Found in Middelburg, Netherlands, 22mm.
155(o?) / EvB / > H < // crowned & chained portcullis of 3x3 lattice, ...SV...A inscription around
A Tudor alnage seal with the typical portcullis design used on their county alnage seals. See:- PROVENANCED LEADEN CLOTH SEALS by GEOFFREY EGAN, Sub-Department of Medieval Archaelogy, University College, University of London. submitted for the degree of Doctor of Philosophy, 1987, p.51, "Crown-over-Portcullis Series of County Seals. This group is one of the largest recorded. The basic design is: crown over chained portcullis (usually with a lattice of 3X3 squares) with various abbreviations, usually for 'sigillum ulnagii pannorum venalium in comitatu... ' (seal of alnage of saleable cloths in the county of... ) in Lombardic letters.

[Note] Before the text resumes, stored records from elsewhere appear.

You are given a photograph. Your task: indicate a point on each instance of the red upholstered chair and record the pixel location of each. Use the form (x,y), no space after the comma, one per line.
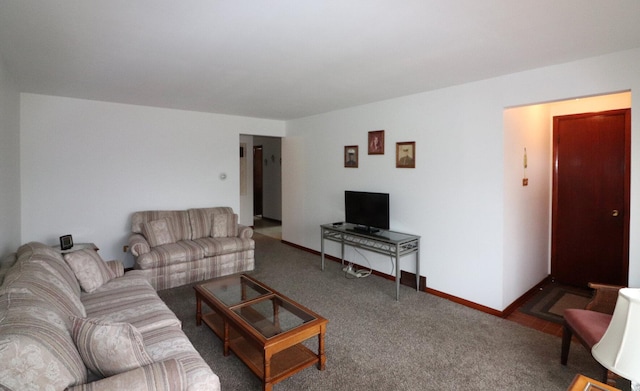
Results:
(588,325)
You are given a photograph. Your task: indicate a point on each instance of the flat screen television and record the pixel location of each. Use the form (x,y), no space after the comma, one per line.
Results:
(369,212)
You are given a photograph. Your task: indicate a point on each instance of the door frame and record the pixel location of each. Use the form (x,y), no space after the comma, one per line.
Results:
(627,189)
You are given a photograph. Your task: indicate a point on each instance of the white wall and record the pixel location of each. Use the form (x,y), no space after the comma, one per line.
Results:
(246,199)
(9,164)
(455,197)
(87,165)
(526,208)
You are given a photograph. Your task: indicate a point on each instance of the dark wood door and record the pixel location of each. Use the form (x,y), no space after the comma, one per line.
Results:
(590,221)
(257,180)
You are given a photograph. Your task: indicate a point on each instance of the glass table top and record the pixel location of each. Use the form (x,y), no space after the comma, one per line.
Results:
(264,310)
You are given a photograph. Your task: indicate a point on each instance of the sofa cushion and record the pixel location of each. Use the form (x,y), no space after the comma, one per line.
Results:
(90,270)
(130,299)
(182,251)
(109,348)
(43,278)
(202,218)
(36,349)
(224,225)
(168,375)
(158,232)
(172,343)
(179,219)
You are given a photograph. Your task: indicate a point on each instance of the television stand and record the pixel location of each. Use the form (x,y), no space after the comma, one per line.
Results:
(390,243)
(364,229)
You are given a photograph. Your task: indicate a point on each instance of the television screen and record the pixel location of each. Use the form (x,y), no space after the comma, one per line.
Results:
(369,210)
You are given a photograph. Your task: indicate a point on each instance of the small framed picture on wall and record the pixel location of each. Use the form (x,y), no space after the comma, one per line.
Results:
(351,156)
(406,154)
(376,142)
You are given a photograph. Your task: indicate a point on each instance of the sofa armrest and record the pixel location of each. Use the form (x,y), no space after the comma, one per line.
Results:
(245,232)
(117,267)
(138,245)
(168,375)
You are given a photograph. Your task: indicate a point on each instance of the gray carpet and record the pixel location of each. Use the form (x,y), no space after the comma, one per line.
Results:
(374,342)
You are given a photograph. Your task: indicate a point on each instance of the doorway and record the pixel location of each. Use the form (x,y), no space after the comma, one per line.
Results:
(267,193)
(257,180)
(591,185)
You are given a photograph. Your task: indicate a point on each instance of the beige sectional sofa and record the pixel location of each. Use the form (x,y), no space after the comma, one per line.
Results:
(177,247)
(75,322)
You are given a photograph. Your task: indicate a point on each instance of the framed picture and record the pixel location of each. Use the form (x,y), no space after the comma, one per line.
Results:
(66,242)
(351,156)
(376,142)
(406,155)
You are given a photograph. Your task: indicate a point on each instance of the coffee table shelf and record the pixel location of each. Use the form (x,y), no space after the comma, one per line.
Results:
(262,327)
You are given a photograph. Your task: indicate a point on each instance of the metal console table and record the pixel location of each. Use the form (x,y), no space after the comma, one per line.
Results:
(393,244)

Stamps with Roman-letter legends have ER to the sides of a portcullis with a lattice of 3X3, 4X3, or 4X4 squares and an abbreviated version of 'sigillum pro comitatu... '(seal for the county of... ). The most common abbreviations are: (for Lombardic-letter legends) S'VLN'PAO'VEAL'I CO'...;(for Roman-letter legends) ... PRO-COMITA ... ...Even where (presumably genuine) portcullis seals had edge legends, few stamps registered fully. Those on which the place of origin is legible, seem, on present evidence, to have been in the minority. ... No portcullis seal is known with a reference to the subsidy."
The date could end in a small 0 or an incomplete 6 or 8 - Edward VI, Mary I or Elizabeth I.